Thing is the issue is present on 1.4.0 only, 1.3.4 works fine.

AudriusButkevicius · February 20, 2020, 1:20pm

I am still sceptical.

I think it’s just a dying drive that happens to be more exposed/visible because we do wider scans every now and then. There is nothing fundamentally wrong it what we do, if there was there would be more people talking about it.

Again, run IO benchmarks, see if the numbers line up with what the vendor advertises.

terry · February 20, 2020, 5:53pm

I’ve been out all day. To catch up, I have 16Gb ram, there is a small amount of swapping, but the OS, database and swapfile are on an SSD

I declared that the data drives are USB, but as mentioned I have never had St lock up this bad before. I know the io is poor, but that would in no way stop the PC from functioning.

i’m currently running concurrency at 10, and disk queue is 11. I have had it at -1 and with everything scanning would plod along at around 16 for several hours then something happens and the queue goes to 60.
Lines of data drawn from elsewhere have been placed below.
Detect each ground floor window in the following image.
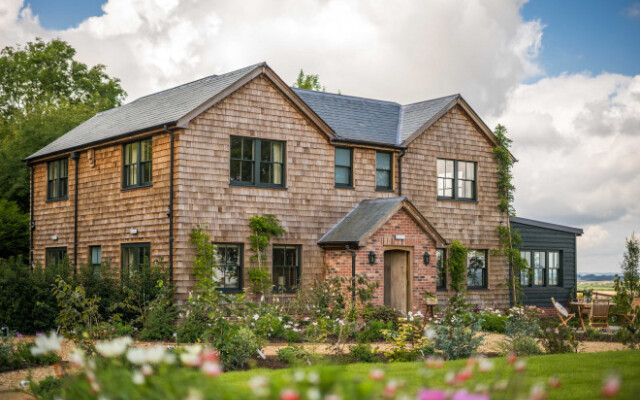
[467,250,487,289]
[520,250,561,287]
[436,249,447,289]
[122,243,151,279]
[214,243,243,291]
[272,245,301,291]
[44,247,67,267]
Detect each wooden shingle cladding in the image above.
[511,221,577,307]
[33,132,174,271]
[174,76,397,299]
[402,106,509,308]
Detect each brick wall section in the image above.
[34,134,174,271]
[402,107,509,308]
[325,209,436,312]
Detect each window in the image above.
[436,249,447,289]
[520,251,531,286]
[335,147,353,188]
[520,250,562,286]
[122,243,151,279]
[547,251,560,286]
[123,138,152,189]
[47,158,69,200]
[229,136,285,187]
[215,243,242,291]
[273,245,300,291]
[467,250,487,289]
[376,151,393,190]
[44,247,67,267]
[89,246,102,275]
[437,159,476,200]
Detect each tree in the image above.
[293,69,325,92]
[0,39,126,211]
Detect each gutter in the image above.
[71,151,80,274]
[164,125,175,284]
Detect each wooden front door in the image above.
[384,250,409,312]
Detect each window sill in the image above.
[120,183,153,192]
[46,196,69,203]
[229,181,287,190]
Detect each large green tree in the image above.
[0,39,126,257]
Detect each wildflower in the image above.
[602,375,620,399]
[280,389,300,400]
[31,331,63,356]
[369,369,384,381]
[96,336,133,357]
[416,389,447,400]
[131,371,144,385]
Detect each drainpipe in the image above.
[71,151,80,274]
[344,244,356,304]
[164,125,175,284]
[398,149,407,196]
[29,165,36,269]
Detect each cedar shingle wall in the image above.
[34,134,174,271]
[402,107,509,308]
[175,77,397,299]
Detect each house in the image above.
[511,217,583,308]
[26,63,568,310]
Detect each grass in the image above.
[218,351,640,399]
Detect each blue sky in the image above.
[27,0,640,82]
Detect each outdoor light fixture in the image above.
[369,250,376,265]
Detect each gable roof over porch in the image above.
[318,197,447,246]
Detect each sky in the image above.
[0,0,640,273]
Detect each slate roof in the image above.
[318,197,407,244]
[510,217,583,236]
[25,63,460,160]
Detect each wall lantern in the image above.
[369,250,376,265]
[422,251,431,265]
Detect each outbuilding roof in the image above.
[318,197,446,246]
[510,217,583,236]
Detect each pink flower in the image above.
[416,389,447,400]
[602,375,620,399]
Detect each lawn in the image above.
[219,351,640,399]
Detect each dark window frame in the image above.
[466,249,489,290]
[376,150,394,192]
[436,158,478,202]
[271,244,302,293]
[520,248,564,288]
[333,146,354,189]
[436,248,447,290]
[229,135,287,189]
[47,157,69,201]
[122,137,153,189]
[213,242,244,293]
[44,247,68,268]
[120,242,151,281]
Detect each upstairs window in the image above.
[376,151,393,190]
[467,250,487,289]
[335,147,353,188]
[436,249,447,289]
[273,245,301,292]
[437,159,476,200]
[216,243,242,292]
[47,158,69,200]
[229,136,285,187]
[122,138,152,189]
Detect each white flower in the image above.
[31,331,63,356]
[96,336,133,357]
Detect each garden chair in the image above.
[551,297,576,326]
[589,300,611,332]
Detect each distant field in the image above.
[578,281,614,292]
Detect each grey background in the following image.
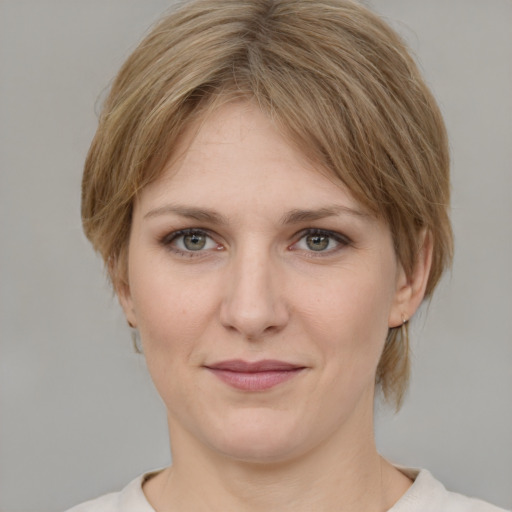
[0,0,512,512]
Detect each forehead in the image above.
[140,102,368,217]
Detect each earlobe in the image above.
[388,230,433,327]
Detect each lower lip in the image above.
[208,368,303,391]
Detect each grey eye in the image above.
[183,233,207,251]
[306,234,331,251]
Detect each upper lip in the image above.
[206,359,304,373]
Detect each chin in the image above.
[201,409,311,464]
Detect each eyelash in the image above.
[160,228,352,258]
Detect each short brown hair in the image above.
[82,0,452,407]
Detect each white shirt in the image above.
[67,468,506,512]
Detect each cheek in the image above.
[301,266,393,372]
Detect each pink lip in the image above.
[206,359,304,391]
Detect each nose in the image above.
[220,244,289,341]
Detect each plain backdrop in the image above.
[0,0,512,512]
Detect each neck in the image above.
[144,400,410,512]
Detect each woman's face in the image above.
[120,103,416,461]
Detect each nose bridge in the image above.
[221,241,288,339]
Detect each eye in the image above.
[291,229,350,253]
[162,229,222,255]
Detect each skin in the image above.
[118,103,431,512]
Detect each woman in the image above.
[68,0,508,512]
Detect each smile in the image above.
[205,359,305,391]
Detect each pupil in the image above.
[306,235,329,251]
[183,233,206,251]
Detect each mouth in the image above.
[205,359,306,392]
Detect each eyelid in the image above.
[290,228,352,252]
[159,228,223,257]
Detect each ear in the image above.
[108,253,137,327]
[115,283,137,327]
[388,230,433,327]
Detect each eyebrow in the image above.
[144,204,228,225]
[144,205,370,225]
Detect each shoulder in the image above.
[66,475,155,512]
[389,468,506,512]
The drive is not a year old, it’s WD 8Tb in a powered enclosure, so 3.5", there’s nothing to indicate any issues. It’s also USB3. Disk read io is

I will kill St, set concurrency to -1 and set the STG and see how it goes

terry · February 20, 2020, 6:19pm

STGCBLOCKSEVERY hasn’t made any difference, it’s not made it lag or queue go up. I will kill, remove the setting and try again and see if I can record the resource monitor somehow to see what happens

terry · February 21, 2020, 10:31am

2.avi (11.5 MB)

Here’s an edited review of last nights sync. Key events (im using the time on the original video, not the time on the file).

9:04:38 Syncthings uptime jumps from 6h 8m to 14h 35m

I scroll the video towards the end but watch the disk que

9:21:27 The disk que comes from high to ‘normal’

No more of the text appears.